Honestly I had no clue so I looked it up on imdb. He wasn’t in the main cast. Bateman is the only actor among the regulars whose name I actually recognize (Garrett Morris did four episodes, so less than a quarter of them), but apparently both Kristy Swanson and River Phoenix (!) each did an ep.

OK, that was “Drexell’s Class”. I was putting Coleman in the David Garrison part.

The first TV cartoon I remember growing up was Sinbad Jr. from the mid-Sixties. Sinbad gained strength by tightening his belt. As far as I can tell, it has zero nostalgic resonance for anybody else of my generation. I googled it, and it turns out a youngTim Matheson was the voice of Sinbad.

^ Tim Matheson (as “Matthieson”) was also the voice of Jonny Quest.

Sinbad Jr. was kinda lame but light years ahead of a lot of Saturday morning cartoon fodder.

Paula from The Magic Garden was my first TV crush. The show was strictly a NYC market show and is unknown to anyone who didn’t grow up in the tri-state area

There is a fairly well-known animated series of vignettes that were made in the 70s I guess called The Red And The Blue. A red plasticine goober changes shape and fights the blue plasticine goober. It’s a useful filler for kids TV shows across the world, as it has no dialogue and is colourful and violent.

The first time I saw this series it was inside a TV show that I watched as a child in the late 70s in New Zealand. Now, NZ TV back then was a mix of British, American, Canadian, and occasionally French TV shows amongst the locally made product, so I can’t say for sure which country what I’m about to describe originated in. The Wikipedia page, for example, says Americans saw it first in Captain Kangaroo . I don’t believe New Zealand ever broadcast Captain Kangaroo , so it was probably not that. But then again, who knows? Maybe you guys do.
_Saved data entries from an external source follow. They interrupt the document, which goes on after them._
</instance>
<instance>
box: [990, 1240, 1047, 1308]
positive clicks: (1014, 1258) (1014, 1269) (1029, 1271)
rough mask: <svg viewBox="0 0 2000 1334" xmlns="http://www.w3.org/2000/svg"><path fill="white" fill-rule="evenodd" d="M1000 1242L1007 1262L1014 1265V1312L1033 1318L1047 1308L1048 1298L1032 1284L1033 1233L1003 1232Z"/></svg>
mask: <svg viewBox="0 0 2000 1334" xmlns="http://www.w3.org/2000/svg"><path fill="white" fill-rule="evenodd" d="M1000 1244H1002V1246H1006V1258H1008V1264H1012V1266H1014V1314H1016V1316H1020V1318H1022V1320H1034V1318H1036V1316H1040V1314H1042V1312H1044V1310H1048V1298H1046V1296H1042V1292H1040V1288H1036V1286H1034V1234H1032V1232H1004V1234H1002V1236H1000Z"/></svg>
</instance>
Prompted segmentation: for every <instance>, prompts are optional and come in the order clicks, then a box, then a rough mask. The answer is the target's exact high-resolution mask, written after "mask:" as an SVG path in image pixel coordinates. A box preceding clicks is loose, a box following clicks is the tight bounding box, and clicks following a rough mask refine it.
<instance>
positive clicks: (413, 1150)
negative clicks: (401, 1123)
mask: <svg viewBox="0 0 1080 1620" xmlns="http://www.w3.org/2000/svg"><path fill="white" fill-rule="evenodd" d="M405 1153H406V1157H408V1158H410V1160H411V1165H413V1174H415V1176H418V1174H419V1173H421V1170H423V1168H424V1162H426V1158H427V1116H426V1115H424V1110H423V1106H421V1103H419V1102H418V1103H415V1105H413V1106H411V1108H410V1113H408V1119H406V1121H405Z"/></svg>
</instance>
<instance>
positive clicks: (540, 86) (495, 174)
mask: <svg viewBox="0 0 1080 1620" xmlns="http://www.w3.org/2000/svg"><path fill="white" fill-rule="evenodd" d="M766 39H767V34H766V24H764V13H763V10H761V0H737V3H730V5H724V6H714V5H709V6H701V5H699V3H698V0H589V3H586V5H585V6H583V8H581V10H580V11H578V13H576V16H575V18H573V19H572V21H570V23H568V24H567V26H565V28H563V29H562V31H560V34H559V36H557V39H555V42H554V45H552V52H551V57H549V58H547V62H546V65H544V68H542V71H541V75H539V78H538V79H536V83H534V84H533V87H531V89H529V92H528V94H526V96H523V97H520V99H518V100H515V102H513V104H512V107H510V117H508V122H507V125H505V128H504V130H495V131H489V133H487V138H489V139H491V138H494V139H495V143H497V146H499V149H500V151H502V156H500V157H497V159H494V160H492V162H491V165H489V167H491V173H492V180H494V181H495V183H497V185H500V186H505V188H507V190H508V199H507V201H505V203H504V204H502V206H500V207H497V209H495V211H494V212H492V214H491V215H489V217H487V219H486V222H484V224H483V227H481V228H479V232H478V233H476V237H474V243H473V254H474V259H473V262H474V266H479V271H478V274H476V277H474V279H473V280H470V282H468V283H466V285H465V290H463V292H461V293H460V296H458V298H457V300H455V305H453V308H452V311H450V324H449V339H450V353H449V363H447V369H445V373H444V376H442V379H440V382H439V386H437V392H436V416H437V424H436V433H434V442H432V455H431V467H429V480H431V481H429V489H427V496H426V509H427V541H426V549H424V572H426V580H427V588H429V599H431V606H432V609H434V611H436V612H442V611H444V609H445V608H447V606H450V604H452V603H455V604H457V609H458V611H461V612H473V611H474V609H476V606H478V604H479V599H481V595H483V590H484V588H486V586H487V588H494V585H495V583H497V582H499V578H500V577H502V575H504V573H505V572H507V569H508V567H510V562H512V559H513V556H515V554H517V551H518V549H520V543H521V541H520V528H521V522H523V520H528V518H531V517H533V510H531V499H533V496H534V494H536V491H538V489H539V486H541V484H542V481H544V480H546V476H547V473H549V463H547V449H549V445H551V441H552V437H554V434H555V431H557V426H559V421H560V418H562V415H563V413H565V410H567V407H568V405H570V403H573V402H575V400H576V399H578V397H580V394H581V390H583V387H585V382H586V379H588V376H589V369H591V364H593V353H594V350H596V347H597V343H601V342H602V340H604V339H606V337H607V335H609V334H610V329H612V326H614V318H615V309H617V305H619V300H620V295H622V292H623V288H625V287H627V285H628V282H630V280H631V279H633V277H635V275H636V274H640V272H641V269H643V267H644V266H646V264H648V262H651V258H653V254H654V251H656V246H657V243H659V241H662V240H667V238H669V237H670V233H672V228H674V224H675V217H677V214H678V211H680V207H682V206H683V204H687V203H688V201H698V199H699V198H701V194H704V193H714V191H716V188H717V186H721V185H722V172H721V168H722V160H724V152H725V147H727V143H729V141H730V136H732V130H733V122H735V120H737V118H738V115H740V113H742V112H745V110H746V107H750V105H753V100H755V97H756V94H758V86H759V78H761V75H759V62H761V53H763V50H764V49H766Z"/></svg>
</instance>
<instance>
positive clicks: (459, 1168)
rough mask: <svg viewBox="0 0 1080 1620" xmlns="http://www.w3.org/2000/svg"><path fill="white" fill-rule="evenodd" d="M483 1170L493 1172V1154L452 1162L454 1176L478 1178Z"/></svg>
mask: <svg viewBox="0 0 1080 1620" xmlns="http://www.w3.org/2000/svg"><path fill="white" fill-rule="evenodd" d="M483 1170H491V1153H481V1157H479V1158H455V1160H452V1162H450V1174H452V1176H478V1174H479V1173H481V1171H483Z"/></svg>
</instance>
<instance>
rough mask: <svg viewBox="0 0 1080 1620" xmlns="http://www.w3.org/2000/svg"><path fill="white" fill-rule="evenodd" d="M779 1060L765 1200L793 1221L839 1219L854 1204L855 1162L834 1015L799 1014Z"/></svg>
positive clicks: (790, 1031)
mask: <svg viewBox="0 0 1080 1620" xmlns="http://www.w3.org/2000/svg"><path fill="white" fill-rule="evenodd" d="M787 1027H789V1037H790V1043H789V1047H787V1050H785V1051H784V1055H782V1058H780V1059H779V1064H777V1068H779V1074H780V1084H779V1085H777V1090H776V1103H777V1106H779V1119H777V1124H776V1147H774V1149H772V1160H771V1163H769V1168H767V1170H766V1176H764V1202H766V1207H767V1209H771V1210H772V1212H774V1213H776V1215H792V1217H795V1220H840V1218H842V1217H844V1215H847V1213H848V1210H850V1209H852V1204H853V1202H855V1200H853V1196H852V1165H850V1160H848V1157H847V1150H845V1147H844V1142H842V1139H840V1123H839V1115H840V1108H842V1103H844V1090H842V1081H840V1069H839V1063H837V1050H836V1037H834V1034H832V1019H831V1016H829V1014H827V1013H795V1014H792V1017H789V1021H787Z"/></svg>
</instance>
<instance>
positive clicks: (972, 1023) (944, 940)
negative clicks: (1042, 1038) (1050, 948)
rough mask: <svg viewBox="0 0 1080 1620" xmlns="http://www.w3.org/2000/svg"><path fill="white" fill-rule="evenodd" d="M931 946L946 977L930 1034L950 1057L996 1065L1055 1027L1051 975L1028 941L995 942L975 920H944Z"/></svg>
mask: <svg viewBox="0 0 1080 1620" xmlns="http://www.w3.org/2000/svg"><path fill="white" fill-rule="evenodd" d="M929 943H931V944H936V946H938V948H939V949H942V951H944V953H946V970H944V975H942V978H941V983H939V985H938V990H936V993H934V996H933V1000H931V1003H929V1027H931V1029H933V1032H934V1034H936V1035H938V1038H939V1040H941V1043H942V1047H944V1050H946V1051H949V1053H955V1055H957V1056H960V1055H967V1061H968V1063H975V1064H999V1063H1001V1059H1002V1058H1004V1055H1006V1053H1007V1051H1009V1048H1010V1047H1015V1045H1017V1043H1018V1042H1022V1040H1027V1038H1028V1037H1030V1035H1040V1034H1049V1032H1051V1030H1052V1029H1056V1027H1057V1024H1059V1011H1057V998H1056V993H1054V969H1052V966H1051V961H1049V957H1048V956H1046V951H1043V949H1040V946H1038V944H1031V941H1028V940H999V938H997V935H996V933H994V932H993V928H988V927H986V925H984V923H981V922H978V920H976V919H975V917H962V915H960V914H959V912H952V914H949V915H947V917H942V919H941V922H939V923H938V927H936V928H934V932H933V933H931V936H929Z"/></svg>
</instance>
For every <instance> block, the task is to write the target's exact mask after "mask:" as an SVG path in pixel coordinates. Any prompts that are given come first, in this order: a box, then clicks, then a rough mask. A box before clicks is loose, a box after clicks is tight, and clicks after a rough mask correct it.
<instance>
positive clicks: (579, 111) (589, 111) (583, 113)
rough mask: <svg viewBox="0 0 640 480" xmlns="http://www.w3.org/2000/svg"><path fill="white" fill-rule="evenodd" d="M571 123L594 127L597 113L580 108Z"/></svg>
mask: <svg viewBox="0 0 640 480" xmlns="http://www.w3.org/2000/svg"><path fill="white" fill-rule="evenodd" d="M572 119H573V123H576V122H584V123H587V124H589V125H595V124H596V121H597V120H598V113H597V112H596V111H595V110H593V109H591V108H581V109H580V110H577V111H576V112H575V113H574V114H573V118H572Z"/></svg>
I remember the live-action part of the show being a sort of puppet town, a village of strange characters who lived in mushroomy higgledy-piggledy homes, where the main host, a young man in dungarees, would wander through and meet the puppets and have weird conversations with them about stuff, each of which would lead to an interstitial cartoon or song or whatnot. One thing in particular would always happen each week, he would find a red-and-blue striped sock, which he’d hold up and remark on how stinky it was, then wiggly-woobly we’d go into watching an episode of the aforementioned The Red And The Blue .

Is this familiar to anyone?

Good taste!

I haven’t kept up with the hundreds of posts in this thread, so apologies if it’s already been mentioned. Does anyone remember Capitol Critters? It was an animated show from the early 1990s about a family of mice that lived in the White House. The funny thing is that although I remember it, I’d remembered it as a live action show with the mice being played by puppets, a la The Muppets, but when I looked it up it was clearly animated. Maybe I was conflating it with some other show.

I remember this. But I think I saw very little of it.

Your description reminded me a lot of a series of YouTube videos I saw awhile back. Looking on YouTube I find manshman and Robert Benfer doing very similar animations. No live action segments though.

Got another one. TVOntario used to run a bizarre British kids’ show called Vision On. It was darkly surreal…people falling into mirror universes, optical illusions, I remember the woman host (who would also simultaneously translate with sign language all her of dialogue) lying on a bed of nails at some point, line drawings coming to life. Creative stuff, but just unsettling enough for my nine year old brain.

Fast forward a few decades to my discovery of Doctor Who, and learning that my favorite old school Doctor, Sylvester McCoy, had been one of the stars of the show. I’ve met him twice, but both times neglected to mention it.